5/22/2018  |   11:15 - 11:30   |  320

HYDROLOGIC, MORPHOLOGIC, AND WATER QUALITY EFFECTS OF RURAL DEVELOPMENT IN STREAMS OF THE SOUTHERN BLUE RIDGE MOUNTAINS Studying effects of low-density rural development on aquatic systems can elucidate the role of stream stressors on water quality in the absence of large-scale hydrologic changes. We conducted several cross-landscape studies of streams in the exurbanizing but largely rural landscape of the southern Appalachians.
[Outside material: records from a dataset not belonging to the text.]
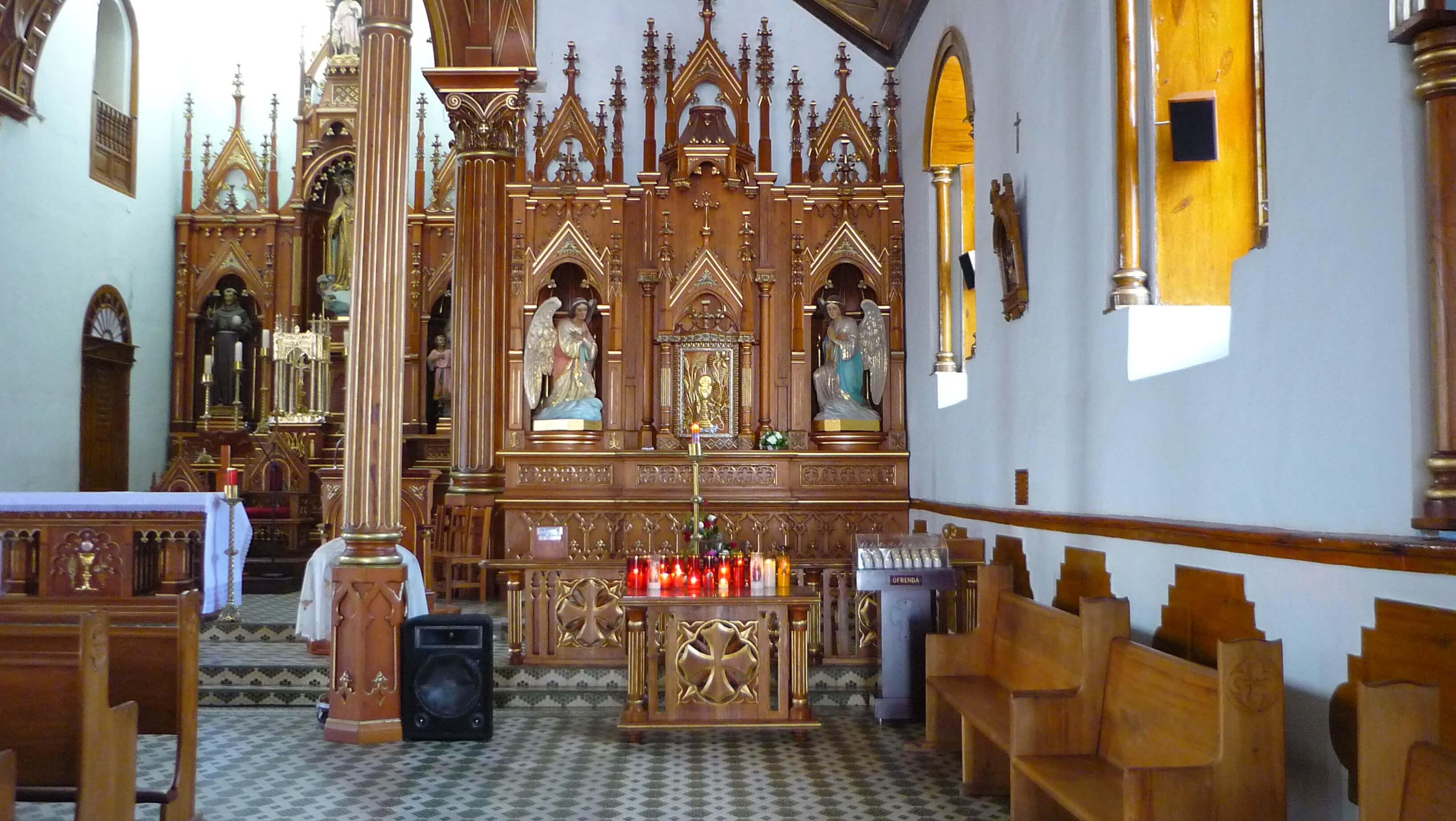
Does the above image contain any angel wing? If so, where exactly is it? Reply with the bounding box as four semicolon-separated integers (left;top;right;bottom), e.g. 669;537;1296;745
521;297;561;409
859;300;889;405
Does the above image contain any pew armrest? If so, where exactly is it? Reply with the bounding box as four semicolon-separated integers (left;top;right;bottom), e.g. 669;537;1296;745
925;630;987;677
1123;766;1217;821
1010;688;1096;755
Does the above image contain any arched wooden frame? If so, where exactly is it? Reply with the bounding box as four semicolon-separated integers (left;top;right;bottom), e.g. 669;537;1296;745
922;28;976;170
82;285;131;345
77;285;136;490
0;0;66;121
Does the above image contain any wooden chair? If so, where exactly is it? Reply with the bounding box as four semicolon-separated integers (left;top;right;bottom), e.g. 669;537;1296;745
0;591;201;821
1356;681;1456;821
430;505;491;601
925;565;1129;795
0;613;137;821
1010;638;1286;821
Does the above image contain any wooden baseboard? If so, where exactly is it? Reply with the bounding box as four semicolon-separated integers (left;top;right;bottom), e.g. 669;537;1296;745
910;499;1456;575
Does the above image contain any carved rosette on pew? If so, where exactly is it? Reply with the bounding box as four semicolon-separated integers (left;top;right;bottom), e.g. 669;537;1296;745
323;0;410;744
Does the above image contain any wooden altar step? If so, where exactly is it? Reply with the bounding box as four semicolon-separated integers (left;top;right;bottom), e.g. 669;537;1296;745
198;640;879;709
198;595;879;710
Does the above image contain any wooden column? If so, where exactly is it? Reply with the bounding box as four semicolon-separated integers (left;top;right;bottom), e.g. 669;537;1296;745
430;79;534;556
638;271;662;450
1109;0;1153;309
931;166;958;373
1390;9;1456;530
323;0;410;744
753;271;773;438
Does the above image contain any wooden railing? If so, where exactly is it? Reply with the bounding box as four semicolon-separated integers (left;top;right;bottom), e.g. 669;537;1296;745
90;95;137;194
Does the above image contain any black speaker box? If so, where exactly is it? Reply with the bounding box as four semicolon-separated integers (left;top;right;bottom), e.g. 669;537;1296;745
399;613;493;741
1168;95;1219;163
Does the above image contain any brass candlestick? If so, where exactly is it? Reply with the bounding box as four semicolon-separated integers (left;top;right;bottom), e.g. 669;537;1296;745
217;485;243;622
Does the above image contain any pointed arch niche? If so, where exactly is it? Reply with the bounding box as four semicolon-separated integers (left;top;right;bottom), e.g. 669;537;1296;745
79;285;136;490
923;28;976;407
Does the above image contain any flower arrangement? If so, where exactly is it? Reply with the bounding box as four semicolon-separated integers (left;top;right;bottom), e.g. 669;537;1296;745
683;514;722;546
759;431;789;450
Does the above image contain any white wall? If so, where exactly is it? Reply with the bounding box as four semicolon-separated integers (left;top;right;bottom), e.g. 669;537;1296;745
0;0;179;490
901;0;1456;821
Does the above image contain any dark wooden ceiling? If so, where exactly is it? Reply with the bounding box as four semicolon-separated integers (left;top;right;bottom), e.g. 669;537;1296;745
794;0;929;66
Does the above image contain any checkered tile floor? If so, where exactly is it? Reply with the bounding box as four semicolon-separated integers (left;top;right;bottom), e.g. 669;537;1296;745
17;708;1009;821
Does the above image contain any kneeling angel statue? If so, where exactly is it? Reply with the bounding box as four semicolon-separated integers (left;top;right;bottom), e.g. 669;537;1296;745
524;297;601;422
814;297;889;422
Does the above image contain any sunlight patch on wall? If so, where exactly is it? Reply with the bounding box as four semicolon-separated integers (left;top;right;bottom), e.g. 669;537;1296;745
1124;306;1233;381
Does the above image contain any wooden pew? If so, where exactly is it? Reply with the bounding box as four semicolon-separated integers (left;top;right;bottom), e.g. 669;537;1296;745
0;591;201;821
0;613;137;821
1357;681;1456;821
925;565;1129;795
1010;638;1286;821
0;750;15;821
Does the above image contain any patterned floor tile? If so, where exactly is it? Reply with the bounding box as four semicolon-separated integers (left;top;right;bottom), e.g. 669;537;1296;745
19;709;1009;821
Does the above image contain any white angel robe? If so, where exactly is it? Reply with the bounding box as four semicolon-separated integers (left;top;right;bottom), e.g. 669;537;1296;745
293;539;430;642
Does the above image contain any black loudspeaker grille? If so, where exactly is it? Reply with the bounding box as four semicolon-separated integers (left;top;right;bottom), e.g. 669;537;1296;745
399;613;493;741
414;654;480;719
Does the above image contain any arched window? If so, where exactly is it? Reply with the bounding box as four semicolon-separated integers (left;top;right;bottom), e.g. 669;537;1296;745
90;0;137;196
80;285;136;490
925;29;976;371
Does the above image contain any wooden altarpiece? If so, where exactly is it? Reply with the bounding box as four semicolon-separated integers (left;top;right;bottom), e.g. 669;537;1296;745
168;16;454;591
482;0;909;664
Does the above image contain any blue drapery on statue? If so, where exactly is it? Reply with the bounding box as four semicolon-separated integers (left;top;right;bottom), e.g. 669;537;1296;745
824;336;865;405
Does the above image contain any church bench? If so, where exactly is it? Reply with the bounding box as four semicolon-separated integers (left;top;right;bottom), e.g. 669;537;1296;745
1010;638;1286;821
925;565;1129;795
0;591;201;821
0;750;15;821
0;613;137;821
1356;681;1456;821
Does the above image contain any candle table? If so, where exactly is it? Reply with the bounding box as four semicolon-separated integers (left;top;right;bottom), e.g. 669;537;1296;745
617;587;820;741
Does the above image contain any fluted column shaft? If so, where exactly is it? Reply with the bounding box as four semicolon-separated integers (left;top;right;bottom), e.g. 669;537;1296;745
1394;21;1456;530
327;0;410;744
343;0;410;564
1109;0;1152;309
931;166;956;373
450;147;514;495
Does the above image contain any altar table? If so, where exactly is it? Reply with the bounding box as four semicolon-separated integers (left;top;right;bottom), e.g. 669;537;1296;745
0;492;253;613
617;587;820;741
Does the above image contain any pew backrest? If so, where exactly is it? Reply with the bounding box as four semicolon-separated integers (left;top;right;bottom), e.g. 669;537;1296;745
1098;639;1220;769
990;593;1082;690
1401;741;1456;821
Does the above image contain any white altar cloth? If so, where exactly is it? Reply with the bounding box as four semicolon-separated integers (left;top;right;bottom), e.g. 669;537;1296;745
0;492;253;613
293;539;430;642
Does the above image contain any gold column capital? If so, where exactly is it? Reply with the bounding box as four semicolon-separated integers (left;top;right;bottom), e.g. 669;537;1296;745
931;166;960;374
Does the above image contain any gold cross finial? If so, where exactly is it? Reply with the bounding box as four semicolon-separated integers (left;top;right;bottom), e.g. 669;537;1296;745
834;42;850;98
693;191;719;248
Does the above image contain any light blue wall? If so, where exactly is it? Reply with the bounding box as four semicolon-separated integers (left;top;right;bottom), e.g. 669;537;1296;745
901;0;1456;821
0;0;181;490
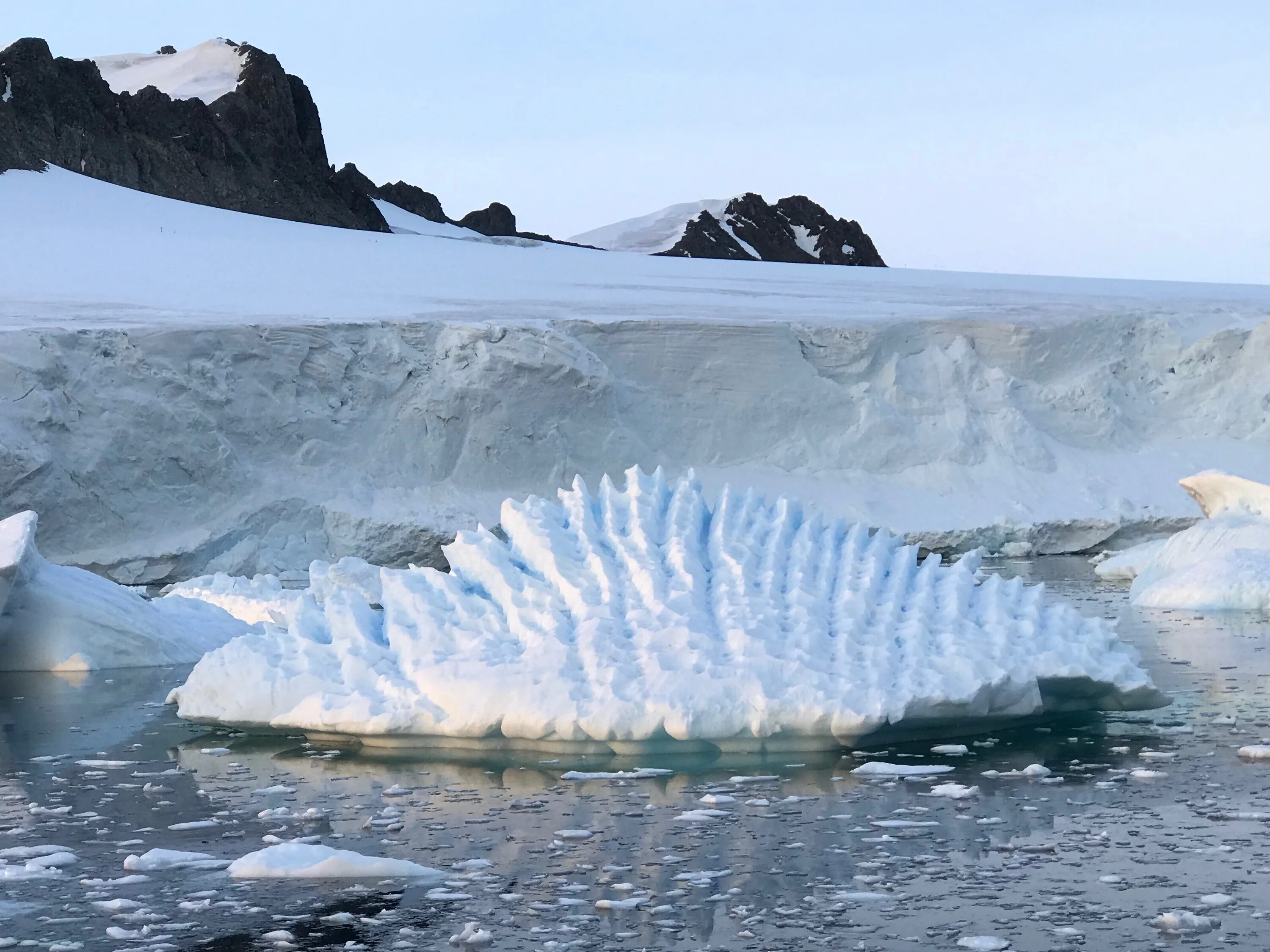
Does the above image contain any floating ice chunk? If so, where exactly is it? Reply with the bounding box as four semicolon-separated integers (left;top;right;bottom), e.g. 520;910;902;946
450;923;494;947
674;810;729;823
833;891;895;902
0;512;249;671
560;767;674;781
925;781;979;800
956;935;1010;952
979;764;1050;779
227;843;442;880
427;886;471;902
1151;909;1222;935
0;844;75;862
173;468;1165;751
851;760;954;777
1199;892;1234;909
123;849;229;872
251;783;296;796
697;793;737;806
596;896;648;909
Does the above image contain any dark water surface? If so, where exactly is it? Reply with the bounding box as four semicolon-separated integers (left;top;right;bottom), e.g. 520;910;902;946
0;557;1270;952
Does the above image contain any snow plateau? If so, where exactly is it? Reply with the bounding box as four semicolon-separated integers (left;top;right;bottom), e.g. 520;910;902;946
170;468;1163;753
0;166;1270;584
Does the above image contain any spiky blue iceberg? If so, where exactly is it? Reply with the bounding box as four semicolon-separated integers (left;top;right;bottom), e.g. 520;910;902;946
174;468;1162;750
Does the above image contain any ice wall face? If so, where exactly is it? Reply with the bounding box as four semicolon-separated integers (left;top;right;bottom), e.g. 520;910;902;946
174;468;1163;750
0;310;1270;584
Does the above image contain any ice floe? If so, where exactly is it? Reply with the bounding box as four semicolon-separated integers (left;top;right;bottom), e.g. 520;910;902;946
0;512;249;671
173;468;1162;753
1095;470;1270;611
227;843;442;880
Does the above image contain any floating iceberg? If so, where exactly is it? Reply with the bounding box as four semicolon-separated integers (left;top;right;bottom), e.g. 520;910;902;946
170;468;1165;753
1095;470;1270;611
0;512;249;671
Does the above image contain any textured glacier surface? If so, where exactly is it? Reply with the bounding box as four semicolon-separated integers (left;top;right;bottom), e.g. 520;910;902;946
171;468;1163;753
0;512;248;671
1095;470;1270;611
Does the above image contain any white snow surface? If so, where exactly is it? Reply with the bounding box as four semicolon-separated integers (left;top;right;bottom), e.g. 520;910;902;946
171;468;1162;751
1095;470;1270;611
93;39;246;103
569;198;732;255
226;843;443;880
0;512;248;671
0;169;1270;584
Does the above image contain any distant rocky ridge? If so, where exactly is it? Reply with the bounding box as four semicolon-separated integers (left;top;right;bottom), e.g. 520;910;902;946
655;192;886;268
0;39;389;231
0;38;885;268
0;38;568;244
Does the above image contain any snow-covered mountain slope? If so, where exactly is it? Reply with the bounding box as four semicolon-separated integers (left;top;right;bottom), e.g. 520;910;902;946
164;468;1168;754
569;198;732;255
93;39;245;103
0;169;1270;583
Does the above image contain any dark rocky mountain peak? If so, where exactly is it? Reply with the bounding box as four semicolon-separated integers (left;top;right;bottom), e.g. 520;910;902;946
658;192;886;268
456;202;518;236
0;38;389;231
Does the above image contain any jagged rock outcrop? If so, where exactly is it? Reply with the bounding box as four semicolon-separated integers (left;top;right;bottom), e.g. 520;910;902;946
375;182;450;222
0;38;389;231
658;192;886;268
456;202;518;236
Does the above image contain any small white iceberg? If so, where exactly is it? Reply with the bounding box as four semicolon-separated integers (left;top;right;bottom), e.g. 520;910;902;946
0;512;250;671
226;843;443;880
1095;470;1270;611
171;468;1166;755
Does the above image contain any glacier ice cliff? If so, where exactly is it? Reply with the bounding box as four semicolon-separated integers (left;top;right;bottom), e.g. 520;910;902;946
171;468;1165;753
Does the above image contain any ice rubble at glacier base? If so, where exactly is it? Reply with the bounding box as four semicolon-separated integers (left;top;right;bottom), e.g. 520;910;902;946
1095;470;1270;611
0;512;249;671
170;468;1165;755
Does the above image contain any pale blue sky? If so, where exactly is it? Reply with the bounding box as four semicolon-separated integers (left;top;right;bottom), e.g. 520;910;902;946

Valleys typically feature small farms, rural residences, and riparian alteration, whereas hillslopes feature mature forests with occasional intrusions by recent mountain developments. The region has high topographic and mesoclimate variability. Conversion of forested riparian zones to pastures or grasses profoundly changed channel structure by reducing channel widths and the frequency of step features. Wood counts were low in all streams with nearby human habitation, apparently due to direct wood removal. Sediment yields increased with basin development, the exception was the one urban stream with very low sediment yields. Big river sites suggested continued mobilization of legacy sediments. Specific conductance was idiosyncratic and not well correlated with basin land use. Catchment disturbance strongly influenced dissolved inorganic nitrogen (DIN) export and modified the seasonal pattern of DIN concentration. Water quality changes wrought by low density rural development influenced the presence/absence of focal native stream taxa.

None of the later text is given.